One in 10 U.S. Children Is Diagnosed With ADHD

One in ten American children is affected by attention-deficit/hyperactivity disorder, the Centers for Disease Control and Prevention report finds.

Attention-deficit/hyperactivity disorder (ADHD) is one of the most common neurodevelopmental disorders in children. People with ADHD may have difficulty paying attention and controlling impulsive behaviors, or they can be overly active.

A new CDC report reveals that 11.3% of children ages 5–17 years had an ADHD diagnosis during 2020–2022. The rates were higher among boys than girls, 14.5% versus 8%, respectively.

The disorder is most common among White non-Hispanic children, with 13.4% of them being affected, compared to 10.8% Black non-Hispanic and 8.9% Hispanic children.

The prevalence of ADHD among children aged 12–17 was 14.3%, compared to 8.6% in the 5–11 years age group.

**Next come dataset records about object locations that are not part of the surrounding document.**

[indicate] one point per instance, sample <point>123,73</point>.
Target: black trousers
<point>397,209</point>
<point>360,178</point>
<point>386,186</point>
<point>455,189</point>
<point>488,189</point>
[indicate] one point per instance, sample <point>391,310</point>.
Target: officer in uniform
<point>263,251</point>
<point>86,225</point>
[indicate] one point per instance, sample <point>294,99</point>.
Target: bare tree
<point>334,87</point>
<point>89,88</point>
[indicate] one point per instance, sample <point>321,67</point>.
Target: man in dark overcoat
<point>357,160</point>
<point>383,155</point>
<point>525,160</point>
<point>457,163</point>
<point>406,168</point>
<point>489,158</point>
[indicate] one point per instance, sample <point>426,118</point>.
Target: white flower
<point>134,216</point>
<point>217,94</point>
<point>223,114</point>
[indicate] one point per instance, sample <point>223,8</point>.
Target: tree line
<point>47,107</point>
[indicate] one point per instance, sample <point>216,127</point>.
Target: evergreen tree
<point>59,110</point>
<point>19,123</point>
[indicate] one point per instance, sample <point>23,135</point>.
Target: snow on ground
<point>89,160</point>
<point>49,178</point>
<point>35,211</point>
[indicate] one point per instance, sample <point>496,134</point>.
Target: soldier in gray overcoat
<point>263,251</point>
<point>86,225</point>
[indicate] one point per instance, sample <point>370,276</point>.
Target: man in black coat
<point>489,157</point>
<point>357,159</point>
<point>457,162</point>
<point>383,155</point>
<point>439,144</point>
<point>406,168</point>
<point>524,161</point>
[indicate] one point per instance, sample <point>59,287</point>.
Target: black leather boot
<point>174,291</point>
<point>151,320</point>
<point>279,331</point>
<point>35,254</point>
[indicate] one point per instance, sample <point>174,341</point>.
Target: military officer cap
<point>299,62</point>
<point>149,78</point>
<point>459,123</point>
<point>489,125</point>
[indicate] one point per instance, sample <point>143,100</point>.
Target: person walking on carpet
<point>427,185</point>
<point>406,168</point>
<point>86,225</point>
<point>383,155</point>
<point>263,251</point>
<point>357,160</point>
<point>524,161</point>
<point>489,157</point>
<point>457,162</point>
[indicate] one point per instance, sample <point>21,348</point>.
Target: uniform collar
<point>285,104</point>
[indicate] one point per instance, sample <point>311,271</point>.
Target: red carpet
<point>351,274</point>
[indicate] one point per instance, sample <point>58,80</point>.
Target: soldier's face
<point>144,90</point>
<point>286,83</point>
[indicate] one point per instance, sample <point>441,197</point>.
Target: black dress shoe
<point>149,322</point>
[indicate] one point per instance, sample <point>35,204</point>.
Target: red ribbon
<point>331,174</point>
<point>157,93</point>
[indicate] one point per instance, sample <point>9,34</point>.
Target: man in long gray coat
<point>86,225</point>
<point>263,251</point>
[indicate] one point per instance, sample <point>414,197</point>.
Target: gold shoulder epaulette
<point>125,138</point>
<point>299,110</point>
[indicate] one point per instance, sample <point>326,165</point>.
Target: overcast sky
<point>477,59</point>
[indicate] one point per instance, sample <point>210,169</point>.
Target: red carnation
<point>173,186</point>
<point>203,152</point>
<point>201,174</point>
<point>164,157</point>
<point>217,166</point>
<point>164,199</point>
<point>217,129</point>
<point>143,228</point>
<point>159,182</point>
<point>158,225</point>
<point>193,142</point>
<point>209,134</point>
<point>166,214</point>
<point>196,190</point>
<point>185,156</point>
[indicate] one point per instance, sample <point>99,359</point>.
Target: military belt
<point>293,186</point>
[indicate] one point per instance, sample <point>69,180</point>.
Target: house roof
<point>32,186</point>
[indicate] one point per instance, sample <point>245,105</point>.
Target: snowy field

As the level of family income increased, the prevalence of ADHD dropped from 14.8% in those with family incomes of less than 100% of the federal poverty level to 10.1% in those with family incomes of 200% of the federal poverty level or more.

Does my child have ADHD?

Children with ADHD do not grow out of trouble focusing and behaving, that happens to most children from time to time. The symptoms of ADHD can be severe and cause difficulty at school and home. According to the CDC, the symptoms can include the following:

  • daydreaming a lot
  • forgetting or losing things a lot
  • squirming or fidgeting
  • talking too much
  • making careless mistakes or taking unnecessary risks
  • having a hard time resisting temptation
  • having trouble taking turns
  • having difficulty getting along with others

If you think your child may have ADHD, discuss the symptoms with your healthcare provider, who will guide you through the process of getting the diagnosis.

In adults, undiagnosed and untreated ADHD can cause difficulty at work, at home, or with relationships. Moreover, ADHD is often comorbid with other mental health conditions, such as anxiety, depression, substance use disorder, and bipolar disorder.

ADHD can be a debilitating condition that now affects 11.3% of children and 2.5%–5% of adults in the U.S., although the actual numbers may be even higher.